The problem with this argument is that public health officials have destroyed their credibility with imperious one-way actions, moving swiftly to impose restrictive measures but seeing no urgency to remove them again, often in flat defiance of scientific evidence.

For example, Los Angeles County is continuing to mandate temperature checks as a condition of entering many places, even though the Centers for Disease Controls has concluded that these are useless to detect COVID infections. And last November, L.A. County Public Health ordered restaurants to completely shut down outdoor dining based on no evidence at all that it posed a health risk. “Nimble” isn’t the word I’d choose to describe it.

Now that Freedom of Information Act (FOIA) requests have forced the public release of the emails of Dr. Anthony Fauci, director of the National Institute of Allergy and Infectious Diseases, we are learning more about what public health officials knew, when they knew it, and what they did to keep everyone else from finding out. Their credibility problem is growing worse by the hour.

And here comes the swinging pendulum.

In Ohio, the legislature passed a bill that limits the duration of a public health emergency to 90 days unless the General Assembly votes to extend it. The bill also gave the legislature the power to rescind any order of the state public health department related to preventing the spread of infectious disease, and it limited the power of local health boards to order quarantines or isolation.

The bill was vetoed by Gov. Mike DeWine, who was the first governor in the nation to shut down schools statewide. And then the Ohio legislature overrode the veto.

Take the temperature of that.

New laws in Montana give city and county governing bodies the power to rescind or change the orders of local health boards and prevent those health boards from issuing orders that shut down businesses or limit attendance at religious services.

The North Dakota legislature has prohibited state elected officials or public health officers from issuing mask mandates. Kansas lawmakers have revoked the governor’s power to close businesses or schools during a public health emergency; now only local school boards may make decisions about school closures or attendance limits.

Florida enacted a new law that says local emergency orders automatically expire after seven days and can be extended only with a majority vote of the local governing body, and even then there’s a limit on the total duration of the emergency of 42 days.

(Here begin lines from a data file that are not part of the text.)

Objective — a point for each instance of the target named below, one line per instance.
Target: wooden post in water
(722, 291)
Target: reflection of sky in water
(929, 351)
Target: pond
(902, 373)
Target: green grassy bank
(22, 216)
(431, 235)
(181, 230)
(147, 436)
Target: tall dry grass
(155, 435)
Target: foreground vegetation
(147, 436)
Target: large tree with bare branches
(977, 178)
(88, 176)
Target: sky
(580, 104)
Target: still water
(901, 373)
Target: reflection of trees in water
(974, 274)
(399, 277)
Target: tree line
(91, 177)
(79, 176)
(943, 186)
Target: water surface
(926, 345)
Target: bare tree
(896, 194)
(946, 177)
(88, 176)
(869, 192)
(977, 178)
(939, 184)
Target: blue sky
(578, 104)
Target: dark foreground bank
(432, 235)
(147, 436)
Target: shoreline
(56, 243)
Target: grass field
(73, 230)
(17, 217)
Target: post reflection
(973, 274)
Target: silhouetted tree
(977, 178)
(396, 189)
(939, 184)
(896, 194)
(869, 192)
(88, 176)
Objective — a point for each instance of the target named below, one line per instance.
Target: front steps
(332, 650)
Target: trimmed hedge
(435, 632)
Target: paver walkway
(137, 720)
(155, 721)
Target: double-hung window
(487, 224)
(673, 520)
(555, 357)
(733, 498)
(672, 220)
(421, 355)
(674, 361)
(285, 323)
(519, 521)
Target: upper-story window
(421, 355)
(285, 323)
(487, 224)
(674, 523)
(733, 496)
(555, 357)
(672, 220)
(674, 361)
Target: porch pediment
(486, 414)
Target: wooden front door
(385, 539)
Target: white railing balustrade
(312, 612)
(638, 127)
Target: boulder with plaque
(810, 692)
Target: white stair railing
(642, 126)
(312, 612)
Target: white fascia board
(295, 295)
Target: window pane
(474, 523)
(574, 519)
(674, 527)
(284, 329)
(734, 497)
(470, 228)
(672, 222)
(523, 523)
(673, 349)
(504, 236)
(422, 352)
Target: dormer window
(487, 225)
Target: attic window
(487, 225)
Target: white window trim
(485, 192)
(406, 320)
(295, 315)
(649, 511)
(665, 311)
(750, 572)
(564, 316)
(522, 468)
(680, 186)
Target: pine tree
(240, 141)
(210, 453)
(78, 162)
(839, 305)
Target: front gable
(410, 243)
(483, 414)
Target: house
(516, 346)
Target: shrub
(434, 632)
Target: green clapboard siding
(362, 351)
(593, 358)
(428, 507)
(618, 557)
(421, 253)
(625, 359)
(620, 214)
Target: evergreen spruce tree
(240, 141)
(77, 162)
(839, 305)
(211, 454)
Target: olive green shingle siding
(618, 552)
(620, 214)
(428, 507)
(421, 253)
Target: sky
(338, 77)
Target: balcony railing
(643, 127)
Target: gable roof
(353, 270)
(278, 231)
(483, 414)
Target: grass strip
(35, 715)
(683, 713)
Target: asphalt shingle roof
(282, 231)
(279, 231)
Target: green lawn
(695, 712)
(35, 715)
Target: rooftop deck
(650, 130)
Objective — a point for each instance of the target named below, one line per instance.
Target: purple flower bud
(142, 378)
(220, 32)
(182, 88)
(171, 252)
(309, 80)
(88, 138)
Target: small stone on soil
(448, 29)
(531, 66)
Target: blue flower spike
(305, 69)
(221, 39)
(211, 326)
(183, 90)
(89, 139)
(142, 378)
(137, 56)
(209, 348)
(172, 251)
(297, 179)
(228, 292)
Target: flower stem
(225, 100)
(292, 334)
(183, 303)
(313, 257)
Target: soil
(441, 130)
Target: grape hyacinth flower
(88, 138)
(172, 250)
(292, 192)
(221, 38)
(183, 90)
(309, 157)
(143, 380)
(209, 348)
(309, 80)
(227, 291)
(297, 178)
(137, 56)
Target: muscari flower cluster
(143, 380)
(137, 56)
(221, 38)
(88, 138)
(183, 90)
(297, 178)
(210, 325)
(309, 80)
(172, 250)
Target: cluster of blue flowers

The law also prohibits local governments from issuing a new, similar emergency order when the 42 days have expired. Texas is considering a law that would strip local health agencies of the power to order emergency actions that are inconsistent with the orders of state authorities.

New laws limiting the power of public health officials have also been enacted in Indiana, Utah and West Virginia, and more states are considering similar legislation.

It’s tough out there.

Public health officials have been departing their jobs in unusually high numbers since last year. The Associated Press and Kaiser Health News reported in August that at least 49 state and local public health officials were out since the start of the pandemic — resigned, retired or fired. Some expressed frustration that the public did not appreciate what they were doing. Former West Virginia public health commissioner Dr. Cathy Slemp, who was forced to resign by Gov. Jim Justice last June, complained, “You feel a duty to serve, and yet it’s really hard in the current environment.”

Well, yes. That’s what happens if you impose “temporary” emergency restrictions on movement, education, commerce and social interaction and then refuse to lift them for months or years, even when the original justification for the emergency no longer exists. Some people may start to think, as “Twilight Zone” creator Rod Serling did, that “To Serve Man,” is a cookbook.